Response Based Analysis (RBA) is an advanced method for the prediction of long term distributions of critical responses in offshore floating systems. For complex non-linear systems such as flexible risers, RBA requires time domain simulations that form the core data to which probabilistic models are applied. Because RBA requires significantly larger amounts of data than traditional short term analysis approaches, running the required number of simulations in the time domain can quickly become unfeasible if the system’s physics being modelled are exceedingly complex. In addition, flexible risers are complex composite structures with highly dynamic, non-linear responses which further limit the feasibility of application of the RBA process to these systems.
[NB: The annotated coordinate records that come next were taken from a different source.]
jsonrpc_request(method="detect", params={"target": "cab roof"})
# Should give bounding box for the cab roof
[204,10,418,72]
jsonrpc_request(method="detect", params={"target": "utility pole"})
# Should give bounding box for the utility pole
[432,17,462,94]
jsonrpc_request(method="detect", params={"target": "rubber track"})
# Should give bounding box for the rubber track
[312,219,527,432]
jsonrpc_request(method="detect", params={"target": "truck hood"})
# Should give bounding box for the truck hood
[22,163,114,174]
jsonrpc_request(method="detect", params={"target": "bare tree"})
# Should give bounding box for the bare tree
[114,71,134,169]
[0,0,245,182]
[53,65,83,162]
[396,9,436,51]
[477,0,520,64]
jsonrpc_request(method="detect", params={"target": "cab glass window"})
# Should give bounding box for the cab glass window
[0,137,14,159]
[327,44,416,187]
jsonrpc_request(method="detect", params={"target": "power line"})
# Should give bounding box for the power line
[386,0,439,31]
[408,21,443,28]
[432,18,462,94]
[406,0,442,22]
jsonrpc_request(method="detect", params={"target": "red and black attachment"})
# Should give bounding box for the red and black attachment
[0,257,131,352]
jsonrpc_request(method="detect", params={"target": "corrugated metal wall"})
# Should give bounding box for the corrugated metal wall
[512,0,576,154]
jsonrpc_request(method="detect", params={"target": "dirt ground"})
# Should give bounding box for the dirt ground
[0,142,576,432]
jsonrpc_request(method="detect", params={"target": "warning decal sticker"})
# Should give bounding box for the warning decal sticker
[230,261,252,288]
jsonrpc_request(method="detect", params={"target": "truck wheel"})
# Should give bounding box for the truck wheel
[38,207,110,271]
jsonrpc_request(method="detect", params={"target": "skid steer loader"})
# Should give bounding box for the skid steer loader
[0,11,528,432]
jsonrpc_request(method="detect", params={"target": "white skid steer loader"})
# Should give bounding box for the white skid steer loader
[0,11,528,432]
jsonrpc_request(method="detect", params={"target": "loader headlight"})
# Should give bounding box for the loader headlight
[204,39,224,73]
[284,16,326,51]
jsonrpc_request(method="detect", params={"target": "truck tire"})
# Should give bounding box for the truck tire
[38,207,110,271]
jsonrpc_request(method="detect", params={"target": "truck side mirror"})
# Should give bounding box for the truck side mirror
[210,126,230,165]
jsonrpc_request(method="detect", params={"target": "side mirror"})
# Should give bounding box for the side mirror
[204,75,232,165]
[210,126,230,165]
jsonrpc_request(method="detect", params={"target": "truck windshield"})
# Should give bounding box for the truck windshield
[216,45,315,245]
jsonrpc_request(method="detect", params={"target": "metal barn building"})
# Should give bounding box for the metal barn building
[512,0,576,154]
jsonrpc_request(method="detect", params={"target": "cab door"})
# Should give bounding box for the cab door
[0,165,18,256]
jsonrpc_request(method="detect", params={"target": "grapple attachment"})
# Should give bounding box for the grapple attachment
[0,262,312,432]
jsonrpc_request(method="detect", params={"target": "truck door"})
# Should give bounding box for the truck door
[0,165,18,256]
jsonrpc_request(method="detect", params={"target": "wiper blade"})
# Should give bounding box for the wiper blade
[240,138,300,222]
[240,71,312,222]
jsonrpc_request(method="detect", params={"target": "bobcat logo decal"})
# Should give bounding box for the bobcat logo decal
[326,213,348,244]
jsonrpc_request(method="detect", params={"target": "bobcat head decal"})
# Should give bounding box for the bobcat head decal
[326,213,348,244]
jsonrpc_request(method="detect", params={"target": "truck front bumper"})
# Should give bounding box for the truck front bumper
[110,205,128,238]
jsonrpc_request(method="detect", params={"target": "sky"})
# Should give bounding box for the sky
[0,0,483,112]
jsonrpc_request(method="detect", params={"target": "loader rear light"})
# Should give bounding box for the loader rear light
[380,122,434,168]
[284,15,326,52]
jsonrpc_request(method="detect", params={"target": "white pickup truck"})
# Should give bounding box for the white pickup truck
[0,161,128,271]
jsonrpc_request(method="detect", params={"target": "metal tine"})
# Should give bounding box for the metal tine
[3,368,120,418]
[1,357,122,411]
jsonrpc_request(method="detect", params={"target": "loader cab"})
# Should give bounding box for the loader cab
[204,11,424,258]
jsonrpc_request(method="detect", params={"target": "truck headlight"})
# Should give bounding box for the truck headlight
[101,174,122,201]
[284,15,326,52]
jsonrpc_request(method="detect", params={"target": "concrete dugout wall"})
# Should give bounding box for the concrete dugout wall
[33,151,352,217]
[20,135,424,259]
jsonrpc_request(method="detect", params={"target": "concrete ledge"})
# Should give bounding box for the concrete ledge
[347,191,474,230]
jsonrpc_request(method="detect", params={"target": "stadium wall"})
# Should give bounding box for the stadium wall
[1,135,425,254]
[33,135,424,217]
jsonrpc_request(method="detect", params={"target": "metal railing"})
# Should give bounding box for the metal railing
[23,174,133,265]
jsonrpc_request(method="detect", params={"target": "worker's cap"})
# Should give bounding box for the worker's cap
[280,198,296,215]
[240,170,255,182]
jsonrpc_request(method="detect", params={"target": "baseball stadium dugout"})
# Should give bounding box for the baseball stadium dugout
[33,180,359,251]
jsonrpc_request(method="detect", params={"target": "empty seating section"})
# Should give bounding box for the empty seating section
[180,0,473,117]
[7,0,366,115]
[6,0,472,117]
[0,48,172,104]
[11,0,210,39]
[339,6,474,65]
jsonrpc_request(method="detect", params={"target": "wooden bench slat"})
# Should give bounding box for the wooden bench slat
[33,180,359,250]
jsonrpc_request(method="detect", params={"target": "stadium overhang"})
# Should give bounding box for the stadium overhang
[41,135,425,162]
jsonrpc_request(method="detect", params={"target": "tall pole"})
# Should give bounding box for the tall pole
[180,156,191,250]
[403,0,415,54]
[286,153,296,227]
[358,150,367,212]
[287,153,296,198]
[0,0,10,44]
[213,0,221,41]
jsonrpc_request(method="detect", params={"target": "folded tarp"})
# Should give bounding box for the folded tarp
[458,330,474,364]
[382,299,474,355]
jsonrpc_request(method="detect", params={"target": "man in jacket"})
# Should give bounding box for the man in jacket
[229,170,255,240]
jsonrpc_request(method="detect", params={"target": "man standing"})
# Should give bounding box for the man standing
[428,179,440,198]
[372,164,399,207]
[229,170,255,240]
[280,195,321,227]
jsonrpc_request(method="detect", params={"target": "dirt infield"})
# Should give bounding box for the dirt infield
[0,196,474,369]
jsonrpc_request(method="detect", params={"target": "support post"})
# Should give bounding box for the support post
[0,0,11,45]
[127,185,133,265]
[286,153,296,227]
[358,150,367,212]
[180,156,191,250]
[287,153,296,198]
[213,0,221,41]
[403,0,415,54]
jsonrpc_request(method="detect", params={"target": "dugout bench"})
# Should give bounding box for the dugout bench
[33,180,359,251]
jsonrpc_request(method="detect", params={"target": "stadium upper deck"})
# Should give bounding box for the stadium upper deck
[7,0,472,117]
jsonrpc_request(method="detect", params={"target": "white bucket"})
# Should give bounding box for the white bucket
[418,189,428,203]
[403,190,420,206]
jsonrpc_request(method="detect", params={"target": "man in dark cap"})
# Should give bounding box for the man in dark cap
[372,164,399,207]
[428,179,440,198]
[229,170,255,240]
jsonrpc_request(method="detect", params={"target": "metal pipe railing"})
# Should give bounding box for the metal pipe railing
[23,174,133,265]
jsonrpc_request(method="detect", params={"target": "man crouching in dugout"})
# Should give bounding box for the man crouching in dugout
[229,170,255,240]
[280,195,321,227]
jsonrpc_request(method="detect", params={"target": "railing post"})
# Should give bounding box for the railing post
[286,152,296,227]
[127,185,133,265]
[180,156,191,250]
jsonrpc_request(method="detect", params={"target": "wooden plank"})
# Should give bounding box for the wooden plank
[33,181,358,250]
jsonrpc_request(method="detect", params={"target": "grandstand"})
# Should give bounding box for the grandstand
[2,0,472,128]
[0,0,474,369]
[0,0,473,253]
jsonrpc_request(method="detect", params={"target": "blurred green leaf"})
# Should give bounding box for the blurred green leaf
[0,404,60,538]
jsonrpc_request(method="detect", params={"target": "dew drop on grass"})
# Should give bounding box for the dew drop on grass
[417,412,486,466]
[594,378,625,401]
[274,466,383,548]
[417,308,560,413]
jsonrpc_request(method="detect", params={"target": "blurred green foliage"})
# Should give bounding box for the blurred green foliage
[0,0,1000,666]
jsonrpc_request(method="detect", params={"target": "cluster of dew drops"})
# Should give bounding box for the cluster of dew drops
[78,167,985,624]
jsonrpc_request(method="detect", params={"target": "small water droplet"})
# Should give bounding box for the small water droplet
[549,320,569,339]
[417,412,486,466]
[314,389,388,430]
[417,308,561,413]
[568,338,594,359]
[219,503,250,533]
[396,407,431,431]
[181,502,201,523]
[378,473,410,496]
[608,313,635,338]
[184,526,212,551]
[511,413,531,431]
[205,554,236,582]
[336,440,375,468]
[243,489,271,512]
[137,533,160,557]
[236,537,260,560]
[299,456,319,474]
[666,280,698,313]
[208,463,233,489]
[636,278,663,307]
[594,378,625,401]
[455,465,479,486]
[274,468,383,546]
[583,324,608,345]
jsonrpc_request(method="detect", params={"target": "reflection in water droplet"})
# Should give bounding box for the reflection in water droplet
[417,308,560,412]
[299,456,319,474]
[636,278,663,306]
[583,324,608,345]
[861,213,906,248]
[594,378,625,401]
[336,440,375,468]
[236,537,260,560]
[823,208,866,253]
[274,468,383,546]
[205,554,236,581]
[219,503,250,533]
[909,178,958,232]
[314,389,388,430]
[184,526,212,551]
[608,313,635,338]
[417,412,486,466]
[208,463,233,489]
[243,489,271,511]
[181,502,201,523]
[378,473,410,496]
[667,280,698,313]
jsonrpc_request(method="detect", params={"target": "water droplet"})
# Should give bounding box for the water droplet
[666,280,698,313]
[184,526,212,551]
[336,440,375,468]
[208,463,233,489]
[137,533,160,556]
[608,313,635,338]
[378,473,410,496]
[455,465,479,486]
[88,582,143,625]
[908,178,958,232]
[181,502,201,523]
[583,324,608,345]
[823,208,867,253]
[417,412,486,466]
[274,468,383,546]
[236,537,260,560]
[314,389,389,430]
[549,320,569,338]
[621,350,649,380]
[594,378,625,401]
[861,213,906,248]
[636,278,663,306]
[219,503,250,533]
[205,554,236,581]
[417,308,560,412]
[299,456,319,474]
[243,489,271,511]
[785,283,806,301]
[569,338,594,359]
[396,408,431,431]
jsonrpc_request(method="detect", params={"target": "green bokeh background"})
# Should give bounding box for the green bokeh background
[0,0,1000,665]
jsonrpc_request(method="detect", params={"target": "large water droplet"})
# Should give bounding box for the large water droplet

As an alternative, frequency domain solvers, such as that used in the OrcaFlex software, are potential substitutes for portions of datasets due to their processing times being significantly faster than time domain solvers.
A comparison of extreme responses generated by frequency and time domain solvers was performed over the duration of two storms. An upper threshold limit for the frequency domain’s accuracy was found by comparing the differences of the two solver’s responses as the storm progressed; where the differences became too large the threshold limit was set. For environmental conditions smaller than this threshold, the frequency domain solver may provide a quicker method for predicting the riser responses. Conditions that exceed this threshold require full time domain analysis for accurate responses to be generated.
Limitations of the frequency domain solvers include their reduced ability to deal with non-linear mechanics such as bending/curvature responses. As a result, curvature component results from the frequency domain are limited in their direct usability, especially when exposed to more extreme metocean conditions and locations along the riser that are subject to larger curvature (generally where risers are connected to structures with greater stiffness).
Although these limitations exist, the frequency domain solver may still provide reasonable insight into metocean conditions that potentially cause extreme responses.
A method is proposed for the use of both frequency and time domain simulations in the flexible riser flowline RBA process. Screening, filtering and ‘stitching’ methods utilizing the speed of the frequency domain solver are presented in order to compensate for the time domain’s extensive computation times. The proposed method of stitching, when applied to an example storm history, required 39% of the processing time when using only the time domain solver.